Bunyi musik instrumen khas Tionghoa mengalun meriah menghiasi dining hall hotel Luminor, Surabaya. Tampak satu set panggung khusus pertunjukan wayang potehi, atau nama lainnya adalah wayang thithi, terpasang di tengah ruangan. Musik pembuka berlangsung cukup lama sebelum pertunjukan dimulai. Ketika musik pembuka berhenti, barulah dalang mulai menceritakan narasi dari pertunjukan kali ini. Tak lupa beliau juga memperkenalkan tokoh-tokoh wayang yang berperan dalam cerita siang itu. Musik kembali bersahut-sahutan seiring plot cerita memasuki tahap klimaks ketika peperangan dan perkelahian antar wayang terjadi. Penghuni hotel yang siang itu memadati dining hall nampak sedang menikmati santapan makan siang sembari antusias menyaksikan pertunjukan wayang potehi.


Itulah suasana pertunjukan wayang potehi yang khusus diundang dari Gudo, Jombang. Mereka diundang untuk memeriahkan acara makan siang dan malam yang diselenggarakan oleh Hotel Luminor untuk menyambut datangnya tahun baru Imlek. Mereka merupakan salah satu grup pertunjukan wayang potehi yang ada di kelenteng Hong San Kiong, Gudo, Jombang.


Pertunjukan wayang Potehi tidak memakan tempat seperti pada wayang kulit Indonesia yang memerlukan satu set alat musik Jawa serta pengiringnya yang banyak. Sedangkan wayang Potehi hanya memerlukan tempat seluas 3x4 meter setinggi kurang lebih 1,5 meter.
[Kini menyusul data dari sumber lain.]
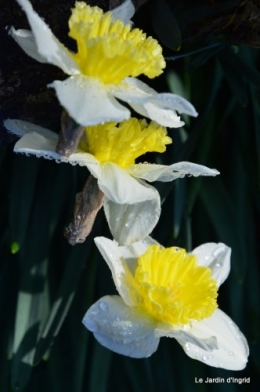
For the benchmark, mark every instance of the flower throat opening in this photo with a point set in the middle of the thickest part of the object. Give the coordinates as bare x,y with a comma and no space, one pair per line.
124,143
171,287
110,50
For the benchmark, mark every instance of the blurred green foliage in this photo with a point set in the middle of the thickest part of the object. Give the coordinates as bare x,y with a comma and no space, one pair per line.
46,285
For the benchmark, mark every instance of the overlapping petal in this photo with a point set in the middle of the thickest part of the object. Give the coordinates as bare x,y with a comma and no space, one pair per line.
48,46
90,101
120,328
232,351
215,340
132,207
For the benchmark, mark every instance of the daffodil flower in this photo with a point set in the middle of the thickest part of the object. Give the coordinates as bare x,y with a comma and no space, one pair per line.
110,54
167,292
132,206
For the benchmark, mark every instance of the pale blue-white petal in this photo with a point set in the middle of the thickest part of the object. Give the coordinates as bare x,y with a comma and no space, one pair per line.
87,101
113,256
121,328
49,47
125,11
232,352
122,260
206,344
129,223
165,117
26,40
152,172
216,257
174,102
119,187
158,107
34,143
20,128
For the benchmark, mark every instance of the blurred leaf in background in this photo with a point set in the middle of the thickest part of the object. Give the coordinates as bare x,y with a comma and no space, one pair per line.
46,285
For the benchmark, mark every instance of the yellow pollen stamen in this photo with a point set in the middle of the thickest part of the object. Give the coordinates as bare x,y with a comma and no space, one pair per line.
124,143
169,285
110,50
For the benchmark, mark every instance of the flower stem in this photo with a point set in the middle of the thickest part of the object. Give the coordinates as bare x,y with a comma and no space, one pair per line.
87,204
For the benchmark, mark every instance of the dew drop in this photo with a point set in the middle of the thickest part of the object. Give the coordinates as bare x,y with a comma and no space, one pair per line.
218,251
103,306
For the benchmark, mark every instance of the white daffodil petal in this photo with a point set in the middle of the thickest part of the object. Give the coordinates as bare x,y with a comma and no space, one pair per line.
132,222
119,186
167,118
151,172
135,250
38,145
233,349
174,102
216,257
20,128
125,11
48,45
118,257
113,257
182,169
147,102
88,102
132,90
26,40
207,344
121,328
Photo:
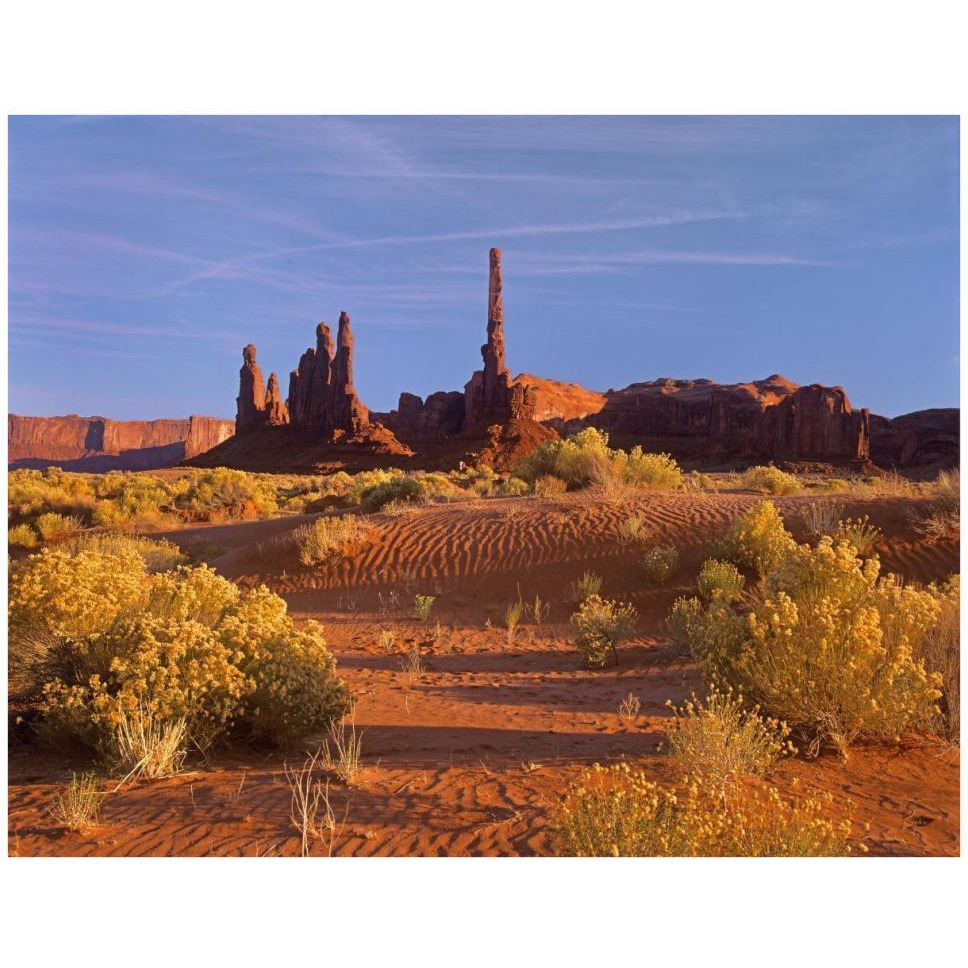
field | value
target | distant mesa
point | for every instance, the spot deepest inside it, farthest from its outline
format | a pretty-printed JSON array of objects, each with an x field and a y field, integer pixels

Satu pertunjukan biasanya hanya melibatkan 5 orang, yaitu seorang dalang dibantu seorang asisten dalang dan beberapa orang pemusik yang bertugas mengiringi alur cerita dengan memainkan musik khas Tiongkok diantaranya gembreng besar (Toa Lo), rebab (Hian Na), kayu (Piak Ko), suling (Bien Siauw), gembreng kecil (Siauw Loo), gendang (Tong Ko), selompret (Thua Jwee). Meskipun alat musiknya ada 7 jenis tetapi pemain musiknya cukup 3 orang karena satu orang dapat memainkan 2 atau 3 alat musik.
Ketika diwawancarai, sang dalang, Wahyu Santoso mengutarakan bahwa beliau dan kelompok pertunjukan Wayang Potehi Gudo akan tampil dua kali. Saat jam makan siang tema cerita yang dipilih yaitu Kera Sakti dalam perjalanannya mengambil kitab suci, kemudian saat jam makan malam dengan tema cerita tentang titisan bintang harimau putih Sie Djin Koei. Diceritakan, bahwa titisan naga hijau Gay Souw Boen menaruh dendam pada Sie Djin Koei, namun selalu dapat dikalahkan oleh Sie Djin Koei.


“Naga hijau suka membuat kerusuhan di bumi, maka dari itu Harimau Putih diturunkan ke bumi agar dapat menghentikan keonaran yang diakibatkan Naga Hijau. Dan yang benar akan selalu menang melawan yang jahat, begitulah pesan yang ingin disampaikan cerita ini.” Ulas sang dalang yang dengan bersemangat menceritakan ulang makna cerita Wayang Potehi kepada redaksi malam itu, sembari menyelipkan beberapa petuah-petuah kehidupan.


Tak heran dining hall Hotel Luminor Surabaya terus-menerus dipadati pengunjung baik yang menginap di hotel ataupun pengunjung dari luar yang sudah melakukan reservasi khusus untuk menyaksikan pertunjukan Wayang Potehi Gudo sembari menikmati hidangan khas Imlek yang ciamik.